FMA warns Wellington financial services firm
UPDATED: MSL, a company associated with investor Duncan Saville, says it has systems in place to comply with AML legislation.
UPDATED: MSL, a company associated with investor Duncan Saville, says it has systems in place to comply with AML legislation.
The Financial Markets Authority has issued a formal warning to MSL Capital Markets for failing to provide an audit report on its Anti-Money Laundering and Countering Financing of Terrorism risk assessment.
MSL failed to perform its audit and provide a copy of the audit report to the FMA by November 28, 2014, the regulator says in a statement.
It added that MSL has now taken action to undertake the audit and has committed to providing the FMA with a copy of the audit report.
MSL is 37% owned by Bermuda-based Eclectic Investment Company, a company of which investor Duncan Saville is a director and the ultimate beneficial owner.
Other MSL shareholders include Chaye Pettigrew and Justine Dunnett (25%), Craig Johnson (18.75%) and Ian Meredith Johnson (14.06%).
Its director is Andrew McDouall of McDouall Stuart.
A spokesman for MSL tells NBR ONLINE the late audit filing was the result of an oversight and the firm has acted quickly to comply.

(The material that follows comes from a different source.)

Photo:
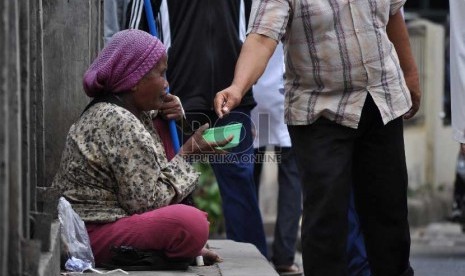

"It's something we have to take on the chin and get the report to the FMA asap," he said.
The Anti-Money Laundering and Countering Financing of Terrorism Act (AML/CFT ) requires a reporting entity to ensure its risk assessment and AML/CFT programme are audited every two years or at any other time at the request of the relevant supervisor.
“Independent audits are an essential component of complying with the act and help ensure that reporting entities have, and will continue to have, robust systems and processes to detect and deter money laundering and the financing of terrorism,” the FMA says.
FMA's warning comes after JPMorgan Chase Bank's New Zealand branch was given a formal warning by the Reserve Bank for a four-month period in 2013 when it didn't have appropriate risk assessment measures in place to meet the act.
The central bank today issued a formal warning to the JPMorgan branch, saying it "has reasonable grounds to believe that for a period of approximately four months in 2013" the lender's risk assessment didn't fully meet all the requirements of the Anti-Money Laundering and Countering Financing of Terrorism Act, it said in a statement last week.